Structural, spectral analysis and DNA studies of heterocyclic thiosemicarbazone ligand and its Cr(III), Fe(III), Co(II) Hg(II), and U(VI) complexes

• Preparation and of characterization ligand and its metal complexes.
• Molecular modeling of ligand and some metal complexes.
• Bonds have the order MS > MN > MO in bond length.
• Metal ions are soft acids and thus soft base ligands are most effective for complex formation.
• Cr and Co complexes shown specific cleavage of DNA isolated of Culf Thymus.
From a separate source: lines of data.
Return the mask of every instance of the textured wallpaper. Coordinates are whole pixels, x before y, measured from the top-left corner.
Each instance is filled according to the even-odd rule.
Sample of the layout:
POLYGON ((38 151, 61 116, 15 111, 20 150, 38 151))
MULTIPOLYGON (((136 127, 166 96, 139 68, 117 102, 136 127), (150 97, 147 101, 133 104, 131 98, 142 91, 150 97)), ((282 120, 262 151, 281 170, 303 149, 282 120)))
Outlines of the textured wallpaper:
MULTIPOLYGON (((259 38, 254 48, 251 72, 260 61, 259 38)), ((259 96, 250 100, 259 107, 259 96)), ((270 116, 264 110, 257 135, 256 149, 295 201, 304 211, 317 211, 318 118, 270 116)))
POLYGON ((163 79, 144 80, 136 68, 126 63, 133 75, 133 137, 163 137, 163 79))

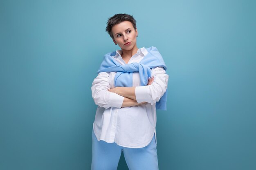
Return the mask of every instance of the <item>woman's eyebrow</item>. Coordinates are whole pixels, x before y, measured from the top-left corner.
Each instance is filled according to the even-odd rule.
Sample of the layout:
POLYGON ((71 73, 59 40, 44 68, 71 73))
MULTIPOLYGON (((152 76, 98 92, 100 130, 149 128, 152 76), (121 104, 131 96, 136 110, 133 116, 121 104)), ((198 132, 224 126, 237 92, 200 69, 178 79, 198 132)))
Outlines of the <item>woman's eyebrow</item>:
MULTIPOLYGON (((128 30, 128 29, 130 29, 130 28, 128 28, 128 29, 126 29, 126 31, 127 31, 127 30, 128 30)), ((117 35, 117 34, 119 34, 119 33, 116 33, 115 35, 117 35)))

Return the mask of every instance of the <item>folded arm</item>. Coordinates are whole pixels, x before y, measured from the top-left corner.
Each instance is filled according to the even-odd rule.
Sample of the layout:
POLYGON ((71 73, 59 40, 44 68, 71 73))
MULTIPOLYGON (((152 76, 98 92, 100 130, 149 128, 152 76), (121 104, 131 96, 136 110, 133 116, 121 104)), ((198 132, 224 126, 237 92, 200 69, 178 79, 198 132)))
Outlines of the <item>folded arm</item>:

The paper presents a combined experimental and computational study of novel Cr(III), Fe(III), Co(II), Hg(II) and U(VI) complexes of (E)-2-((3-hydroxynaphthalen-2-yl)methylene)-N-(pyridin-2-yl)hydrazinecarbothioamide (H2L). The ligand and its complexes have been characterized by elemental analyses, spectral (IR, UV–vis, 1H NMR and 13C NMR), magnetic and thermal studies. IR spectra show that H2L is coordinated to the metal ions in a mononegative bi or tri manner. The structures are suggested to be octahedral for all complexes except Hg(II) complex is tetrahedral. Theoretical calculations have been performed to obtain IR spectra of ligand and its complexes using AM1, MM, Zindo/1, MM+ and PM3, methods. Satisfactory theoretical–experimental agreements were achieved by MM method for the ligand and PM3 for its complexes. DOS calculations carried out by MM (ADF) method for ligand Hg complex from which we concluded that the thiol form of the ligand is more active than thione form and this explains that the most complexation take place in that form. The calculated IR vibrations of the metal complexes, using the PM3 method was the nearest method for the experimental data, and it could be used for all complexes. Also, valuable information are obtained from calculation of molecular parameters for all compounds carried out by the previous methods of calculation (electronegativity of the coordination sites, net dipole moment of the metal complexes, values of heat of formation and binding energy) which approved that the complexes are more stable than ligand. The low value of ΔE could be expected to indicate H2L molecule has high inclination to bind with the metal ions. Furthermore, the kinetic and thermodynamic parameters for the different decomposition steps were calculated using the Coats–Redfern and Horowitz–Metzger methods. Finally, the biochemical studies showed that, complex 2, 4 have powerful and complete degradation effect on DNA. For the foremost majority of cases the activity of the ligand is greatly enhanced by the presence of a metal ion. Thus presented results may be useful in design new more active or specific structures.